Sさん(奥様):私はどちらかというと末広がりの脚などかわいらしいデザインよりも直線的でシンプルな方が好みなのですが、そういったデザインが気に入っています。脚が長いものが多く、掃除もしやすい。そういうところもすごく考えられているのだと思います。あとはリサラーソンなどの小物はどうしても集めてしまいます。かわいいですよね。

Sさん(旦那様):あとは例えばFDBやボーエ・モーエンセンなど庶民の為にデザインされたものなど、そういった思想が入っているものが好きです。どうだろかっこいいだろというよりも、実直で実用的な点が気に入っています。

ハンス・J・ウェグナーのGE19ベッドとAT12コーヒーテーブル。

-本場のデンマークで感じたことはありますか?

Sさん(旦那様):デンマークで住んでいた家の向かいにご高齢の夫婦が住んでいてたまにものをもらったりしていたのですが、少し玄関を見ただけでもすごいおしゃれでした。額縁などを飾っていたり物はたくさんあるのにバランスはよい。そういったことにとても憧れました。何気ないお家でもそのセンスの高さに驚きました。

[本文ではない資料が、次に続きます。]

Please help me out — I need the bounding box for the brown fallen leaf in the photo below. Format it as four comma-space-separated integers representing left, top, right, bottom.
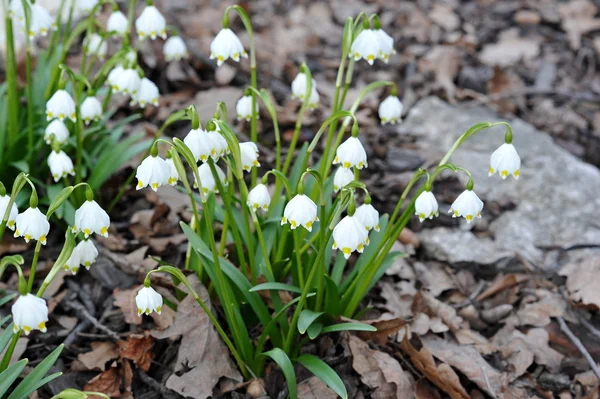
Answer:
400, 334, 470, 399
348, 335, 415, 399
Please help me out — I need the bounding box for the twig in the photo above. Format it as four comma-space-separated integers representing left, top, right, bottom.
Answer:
557, 316, 600, 380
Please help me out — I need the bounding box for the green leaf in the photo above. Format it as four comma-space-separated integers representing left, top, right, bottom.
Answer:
298, 309, 324, 334
296, 355, 348, 399
263, 348, 298, 399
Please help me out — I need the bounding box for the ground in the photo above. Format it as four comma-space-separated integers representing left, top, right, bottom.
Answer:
0, 0, 600, 399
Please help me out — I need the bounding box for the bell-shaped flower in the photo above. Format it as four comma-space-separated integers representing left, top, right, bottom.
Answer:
80, 96, 102, 124
281, 194, 319, 231
333, 167, 354, 193
490, 143, 521, 179
415, 191, 440, 222
333, 216, 369, 259
135, 155, 170, 191
246, 183, 271, 212
163, 36, 190, 62
0, 195, 19, 230
348, 29, 381, 65
135, 6, 167, 40
333, 137, 367, 169
240, 141, 260, 172
354, 204, 379, 231
11, 294, 48, 335
15, 208, 50, 245
194, 163, 229, 194
73, 200, 110, 238
210, 28, 248, 66
448, 189, 483, 224
379, 96, 403, 125
48, 150, 75, 182
44, 119, 69, 144
135, 287, 162, 316
46, 90, 76, 122
106, 10, 129, 36
235, 96, 258, 122
83, 33, 108, 60
131, 77, 160, 108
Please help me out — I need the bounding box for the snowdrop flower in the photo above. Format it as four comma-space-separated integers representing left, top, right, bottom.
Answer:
106, 10, 129, 36
48, 150, 75, 182
73, 200, 110, 238
44, 119, 69, 144
281, 194, 319, 231
15, 207, 50, 245
448, 189, 483, 224
194, 163, 229, 194
135, 6, 167, 40
80, 96, 102, 124
379, 96, 403, 125
0, 195, 19, 230
83, 33, 108, 60
46, 90, 76, 122
333, 167, 354, 193
490, 143, 521, 179
135, 155, 170, 191
333, 137, 367, 169
246, 183, 271, 212
348, 29, 381, 65
11, 294, 48, 335
131, 78, 160, 108
332, 216, 369, 259
135, 287, 162, 316
415, 190, 440, 223
354, 202, 379, 231
163, 36, 190, 62
210, 28, 248, 66
235, 96, 258, 122
240, 141, 260, 172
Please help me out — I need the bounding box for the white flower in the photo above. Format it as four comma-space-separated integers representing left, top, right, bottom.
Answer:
131, 78, 160, 108
73, 200, 110, 238
11, 294, 48, 335
490, 143, 521, 179
83, 33, 108, 60
210, 28, 248, 66
354, 204, 379, 231
348, 29, 381, 65
333, 137, 367, 169
135, 155, 171, 191
333, 216, 369, 259
46, 90, 76, 122
333, 167, 354, 193
48, 150, 75, 182
106, 10, 128, 36
80, 96, 102, 124
415, 191, 440, 222
194, 163, 229, 194
135, 287, 162, 316
235, 96, 258, 122
379, 96, 403, 125
163, 36, 190, 62
281, 194, 319, 231
240, 141, 260, 172
448, 189, 483, 223
166, 158, 179, 186
246, 183, 271, 211
15, 208, 50, 245
373, 28, 396, 64
44, 119, 69, 144
135, 6, 167, 40
0, 195, 19, 230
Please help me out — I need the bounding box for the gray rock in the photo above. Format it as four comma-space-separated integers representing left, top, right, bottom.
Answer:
401, 98, 600, 264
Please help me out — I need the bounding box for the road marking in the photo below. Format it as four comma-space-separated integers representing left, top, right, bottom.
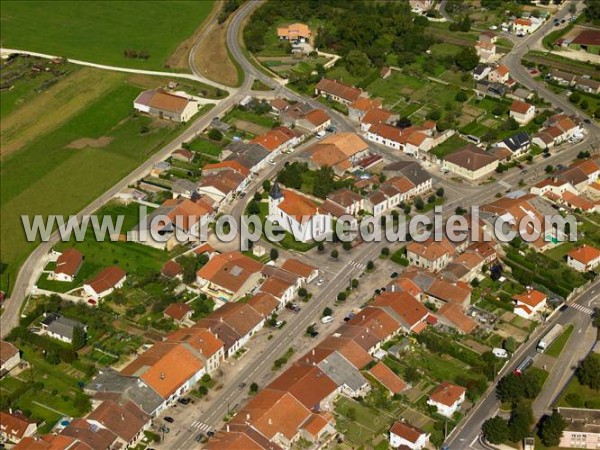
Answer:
571, 303, 594, 316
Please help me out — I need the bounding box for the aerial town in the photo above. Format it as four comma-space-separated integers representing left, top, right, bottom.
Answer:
0, 0, 600, 450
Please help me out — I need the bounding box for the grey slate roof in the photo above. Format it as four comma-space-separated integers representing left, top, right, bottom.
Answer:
42, 314, 85, 340
85, 367, 163, 415
318, 352, 368, 392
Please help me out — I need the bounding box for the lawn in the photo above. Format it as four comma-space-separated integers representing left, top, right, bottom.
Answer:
0, 68, 192, 290
556, 377, 600, 409
1, 0, 213, 70
431, 134, 468, 159
546, 324, 573, 358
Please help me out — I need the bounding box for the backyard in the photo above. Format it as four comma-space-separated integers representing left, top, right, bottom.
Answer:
0, 66, 204, 296
1, 0, 213, 70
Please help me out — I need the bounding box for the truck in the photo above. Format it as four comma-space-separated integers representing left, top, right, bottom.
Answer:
515, 356, 533, 376
536, 324, 564, 353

Sさん(奥様):奥まで入ったことはなかったのですが、玄関だけでかっこいいなと。あるお家では日本人形を置いてあるのにすごくセンスがよかった。現地に住んでみてどこのお家もセンスが良く、みんなそれぞれがセンスを競っているのかなと感じました。あれいいねと参考になるものを取り入れたりして高めあっている感じはあると思いますし、きっと子供の頃からそういったものを見て育っているので自然とそういったセンスが身についているのかなと思います。日本人とは異なる何かがあると思うのですが、4年間ではそれがつかめなかったですね。

-確かに私もそれは感じます。何の変哲もないお家の中を見たらどの家も想像を超えるセンスの良さで驚きます。

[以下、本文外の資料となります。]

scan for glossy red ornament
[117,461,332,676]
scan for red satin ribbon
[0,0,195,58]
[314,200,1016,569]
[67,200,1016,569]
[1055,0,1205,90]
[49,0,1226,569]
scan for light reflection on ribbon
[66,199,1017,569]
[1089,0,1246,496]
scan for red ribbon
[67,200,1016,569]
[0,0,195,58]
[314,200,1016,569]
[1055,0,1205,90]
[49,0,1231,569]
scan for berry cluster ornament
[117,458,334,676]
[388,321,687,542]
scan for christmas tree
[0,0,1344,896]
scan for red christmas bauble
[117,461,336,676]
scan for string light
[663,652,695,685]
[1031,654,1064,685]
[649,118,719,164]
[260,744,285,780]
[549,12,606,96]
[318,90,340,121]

Sさん(奥様):本当にそうですよね。一般人であのセンスは驚きました。

Sさん(旦那様):何気ない雑貨屋さんも本当にセレクトのセンスがよく、こういった感性がお互いを高めていっているのではないかと思います。近年はnomaなど世界的なレストランも出てきてますし、色合いとか飾りつけとか通じるところもあるのではないかと思います。また、フィン・ユール邸にも行きましたが、やっぱり一番のお手本ですよね。ただ、家具は贅沢だが実際の生活は質素。照明は暖色系の明かりがメインで落ち着きますし、控えめでそれがかっこいい。

Sさん(奥様):自国の家具をリスペクトしている感じはあるよね。本当にデンマーク人はデンマーク家具が好きなんだと思う。

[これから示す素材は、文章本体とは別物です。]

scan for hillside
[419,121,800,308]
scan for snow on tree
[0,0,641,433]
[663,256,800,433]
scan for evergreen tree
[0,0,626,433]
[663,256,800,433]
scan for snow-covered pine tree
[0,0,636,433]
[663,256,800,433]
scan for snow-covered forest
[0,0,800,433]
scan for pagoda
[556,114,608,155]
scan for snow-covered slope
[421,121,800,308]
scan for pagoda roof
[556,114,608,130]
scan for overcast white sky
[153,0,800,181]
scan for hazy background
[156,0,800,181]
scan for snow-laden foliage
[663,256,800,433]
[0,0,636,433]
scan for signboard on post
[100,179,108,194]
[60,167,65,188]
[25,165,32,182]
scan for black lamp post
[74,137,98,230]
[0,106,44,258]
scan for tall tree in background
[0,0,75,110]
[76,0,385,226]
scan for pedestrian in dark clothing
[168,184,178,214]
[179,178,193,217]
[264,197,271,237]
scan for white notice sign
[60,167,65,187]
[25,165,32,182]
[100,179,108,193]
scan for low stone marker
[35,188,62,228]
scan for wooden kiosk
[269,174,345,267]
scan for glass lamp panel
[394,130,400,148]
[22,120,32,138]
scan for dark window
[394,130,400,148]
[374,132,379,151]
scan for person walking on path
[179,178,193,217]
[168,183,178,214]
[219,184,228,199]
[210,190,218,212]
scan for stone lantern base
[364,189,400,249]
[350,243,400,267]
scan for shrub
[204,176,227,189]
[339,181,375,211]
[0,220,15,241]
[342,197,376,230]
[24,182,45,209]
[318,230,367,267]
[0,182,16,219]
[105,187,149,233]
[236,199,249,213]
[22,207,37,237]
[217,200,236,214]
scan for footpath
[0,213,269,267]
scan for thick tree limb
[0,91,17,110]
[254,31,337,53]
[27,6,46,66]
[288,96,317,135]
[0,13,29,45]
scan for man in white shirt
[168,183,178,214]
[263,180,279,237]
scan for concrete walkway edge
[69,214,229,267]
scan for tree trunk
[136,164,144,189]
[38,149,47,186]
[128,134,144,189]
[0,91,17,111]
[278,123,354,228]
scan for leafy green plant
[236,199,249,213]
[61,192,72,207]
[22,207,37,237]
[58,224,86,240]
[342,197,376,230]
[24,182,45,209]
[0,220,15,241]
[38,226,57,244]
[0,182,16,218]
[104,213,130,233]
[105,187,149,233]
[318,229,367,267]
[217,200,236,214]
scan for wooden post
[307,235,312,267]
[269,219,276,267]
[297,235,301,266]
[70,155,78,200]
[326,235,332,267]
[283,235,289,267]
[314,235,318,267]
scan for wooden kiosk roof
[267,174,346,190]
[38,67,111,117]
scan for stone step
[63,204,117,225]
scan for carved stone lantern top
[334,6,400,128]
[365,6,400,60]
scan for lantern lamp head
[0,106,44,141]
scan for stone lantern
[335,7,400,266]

豆苗がジャストフィットしているロイヤルコペンハーゲンのスクエアプレート。

-デンマークから帰国することになり、日本で住む物件はどのように探しましたか?

Sさん(奥様):デンマークに住んでいた時から物件は探していて、仕切りがなくある程度広い部屋にしたいと思っていました。素敵なデンマークを見てしまっていたから飾りも置きたいなと思っていて。

Sさん(旦那様):あまり利便性を求めていなかったというか、多少不便な立地でもいいから家に重きを置いてデンマーク家具が活かせる物件を探していました。カストラップ空港の辺りなどの新興住宅地はガラス張りのおしゃれなマンションも多いですが、実際はコペンハーゲンの街中には団地も多い。だから全然団地もいいなと思っていました。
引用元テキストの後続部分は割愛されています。